Les récits d'anciens esclaves (aspirants à la liberté) réfugiés au Canada font souvent état des difficultés liées aux préjugés raciaux, mais aussi de la meilleure qualité de vie dont ils jouissent au Canada, même par rapport à la vie dans le nord des États-Unis, sans esclavage. L'universitaire Kate Clifford Larson commente:
Les anciens esclaves nouvellement arrivés devaient faire face à la discrimination, aux préjugés et au racisme. De nombreuses villes et communes refusaient d'éduquer les jeunes enfants noirs, par exemple, dans des classes intégrées, obligeant les communautés noires à créer des écoles privées séparées, à les doter en personnel et à les financer. À certains égards, la situation au Canada n'était guère différente de celle des États du Nord [des États-Unis].
Au Canada, cependant, les Noirs jouissaient de libertés politiques que les Afro-Américains ne connaissaient pas souvent dans le nord des États-Unis.
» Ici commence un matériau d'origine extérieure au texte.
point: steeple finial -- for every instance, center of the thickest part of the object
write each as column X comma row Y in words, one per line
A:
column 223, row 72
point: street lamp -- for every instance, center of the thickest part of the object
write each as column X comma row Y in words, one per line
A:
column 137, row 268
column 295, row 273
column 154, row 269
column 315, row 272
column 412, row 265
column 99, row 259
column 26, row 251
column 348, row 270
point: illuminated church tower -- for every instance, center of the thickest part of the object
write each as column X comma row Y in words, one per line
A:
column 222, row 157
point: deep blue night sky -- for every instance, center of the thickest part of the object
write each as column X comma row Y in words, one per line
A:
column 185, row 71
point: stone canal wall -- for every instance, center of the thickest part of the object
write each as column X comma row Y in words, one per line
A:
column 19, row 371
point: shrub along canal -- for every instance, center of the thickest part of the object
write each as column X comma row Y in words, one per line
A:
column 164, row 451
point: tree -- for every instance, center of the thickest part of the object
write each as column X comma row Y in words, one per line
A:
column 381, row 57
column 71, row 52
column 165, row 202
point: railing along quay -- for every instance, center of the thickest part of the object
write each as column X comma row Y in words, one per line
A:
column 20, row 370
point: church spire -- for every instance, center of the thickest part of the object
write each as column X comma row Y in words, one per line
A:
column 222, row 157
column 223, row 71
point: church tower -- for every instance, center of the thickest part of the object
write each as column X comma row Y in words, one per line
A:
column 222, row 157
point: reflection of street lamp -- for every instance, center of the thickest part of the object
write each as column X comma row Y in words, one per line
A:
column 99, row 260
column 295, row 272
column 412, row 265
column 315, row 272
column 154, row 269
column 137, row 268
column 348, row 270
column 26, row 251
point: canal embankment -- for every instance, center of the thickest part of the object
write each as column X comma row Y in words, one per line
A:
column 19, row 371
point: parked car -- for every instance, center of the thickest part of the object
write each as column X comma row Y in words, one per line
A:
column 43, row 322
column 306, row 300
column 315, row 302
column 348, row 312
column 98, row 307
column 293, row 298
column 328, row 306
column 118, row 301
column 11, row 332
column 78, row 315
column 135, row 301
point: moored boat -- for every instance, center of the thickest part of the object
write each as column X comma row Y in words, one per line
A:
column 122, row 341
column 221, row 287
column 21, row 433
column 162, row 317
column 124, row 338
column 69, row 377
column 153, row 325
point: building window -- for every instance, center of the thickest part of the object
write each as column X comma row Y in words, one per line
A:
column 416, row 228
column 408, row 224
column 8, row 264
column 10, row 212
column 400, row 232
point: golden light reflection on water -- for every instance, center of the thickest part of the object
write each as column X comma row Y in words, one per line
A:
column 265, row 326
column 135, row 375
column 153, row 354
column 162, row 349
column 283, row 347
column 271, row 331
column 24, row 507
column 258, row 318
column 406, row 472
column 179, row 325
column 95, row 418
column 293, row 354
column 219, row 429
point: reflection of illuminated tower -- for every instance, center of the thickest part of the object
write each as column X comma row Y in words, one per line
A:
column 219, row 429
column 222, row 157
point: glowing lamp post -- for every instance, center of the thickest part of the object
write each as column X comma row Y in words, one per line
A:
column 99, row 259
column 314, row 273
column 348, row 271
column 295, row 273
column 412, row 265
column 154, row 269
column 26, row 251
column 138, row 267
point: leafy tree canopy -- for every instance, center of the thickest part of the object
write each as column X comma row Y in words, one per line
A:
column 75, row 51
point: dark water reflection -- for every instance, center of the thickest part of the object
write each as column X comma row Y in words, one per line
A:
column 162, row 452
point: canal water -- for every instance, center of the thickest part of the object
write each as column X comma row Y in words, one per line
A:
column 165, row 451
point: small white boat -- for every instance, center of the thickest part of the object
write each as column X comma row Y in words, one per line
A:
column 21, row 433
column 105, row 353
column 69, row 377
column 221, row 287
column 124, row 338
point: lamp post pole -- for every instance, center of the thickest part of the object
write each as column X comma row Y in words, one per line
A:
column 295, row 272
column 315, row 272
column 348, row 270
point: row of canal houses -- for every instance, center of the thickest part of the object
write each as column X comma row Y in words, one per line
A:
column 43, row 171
La législation canadienne garantissait aux Noirs les mêmes droits qu'aux Blancs: ils pouvaient voter, être jurés, témoigner devant les tribunaux, posséder des biens et se présenter à des élections. Le racisme et la discrimination tempéraient la jouissance de ces droits, mais pour de nombreux anciens esclaves qui avaient fui le Sud, une vie de liberté et d'indépendance relative au Canada l'emportait de loin sur la myriade de préjugés et d'indignités auxquels ils étaient confrontés dans le Nord.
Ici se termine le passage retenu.